Hall and Rao (1994) Photosynthesis. 5th edition, Cambridge Univ Press, Fig 8.7, p163

Recherche de la source d'électrons : la photo-oxydation de l'eau

Nous avons appris précédemment que lorsque l'énergie lumineuse collectée par l'antenne collectrice arrive au centre réactionnel, une des deux molécules de chlorophylle a de la paire spéciale du centre réactionnel perd un électron. Cette molécule se trouve sous forme d'un cation et est instable. Cet électron est injecté dans la chaîne de transporteurs. Le vide électronique ainsi créé doit être comblé par l'apport d'un électron, ce qui rétablit la neutralité électrique de la molécule donneuse. Nous avons également indiqué que ces électrons sont « extraits » de molécules d'eau présentes dans le stroma des thylacoïdes au cours d'un mécanisme appelé la photo-oxydation de l'eau en anglais. Nous allons maintenant découvrir comment ce mécanisme fonctionne. Deux groupes de chercheurs, l'un localisé en France (Joliot et al. 1969) et l'autre aux Etats-Unis d'Amérique (Kok et al. 1970), ont réalisé de manière indépendante, dans les années 1970, des expériences permettant d'élucider les bases de ce mécanisme. Dans cette expérience, des membranes photosynthétiques isolées sont placées à l'obscurité puis illuminées par un train d'éclairs de lumière de courte durée (10 µsec), les éclairs étant séparés les uns des autres par une courte période d'obscurité. Un résultat typique est présenté à la figure 28.

Fig.28 : Oscillation de l'émission d'oxygène en fonction du nombre d'éclairsInformations[4]

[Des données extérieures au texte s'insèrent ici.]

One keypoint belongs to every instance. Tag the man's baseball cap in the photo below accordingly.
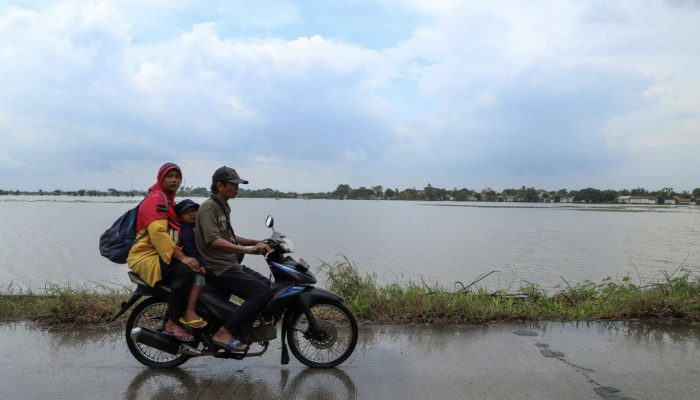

L'illumination de membranes photosynthétiques par un train d'éclairs de 10 µs, chacun séparé par une courte période d'obscurité ne donne pas lieu à une émission continue de l'oxygène. Celle-ci atteint un maximum tous les 4 éclairs. Ceci suggère que la photolyse d'une molécule d'eau requiert un mécanisme à 4 étapes. Le fait que le premier maximum soit observé lors du 3ème éclair suggère qu'à l'obscurité la molécule d'eau est déjà oxydée par un électron.

Questions :

  • Pourriez-vous caractériser l'allure de cette courbe d'émission d'oxygène ? Indiquez avec quelle fréquence d'éclairement les maximums sont atteints ? Que cela suggère-t-il ?

Réponses :

L'illumination de membranes photosynthétiques par un train d'éclairs de 10 µs, chacun séparé par une courte période d'obscurité ne donne pas lieu à une émission continue de l'oxygène. Celle-ci atteint un maximum tous les 4 éclairs. Ceci suggère que la photolyse d'une molécule d'eau requiert un mécanisme à 4 étapes. Le fait que le premier maximum soit observé lors du 3ème éclair suggère qu'à l'obscurité la molécule d'eau est déjà oxydée par un électron.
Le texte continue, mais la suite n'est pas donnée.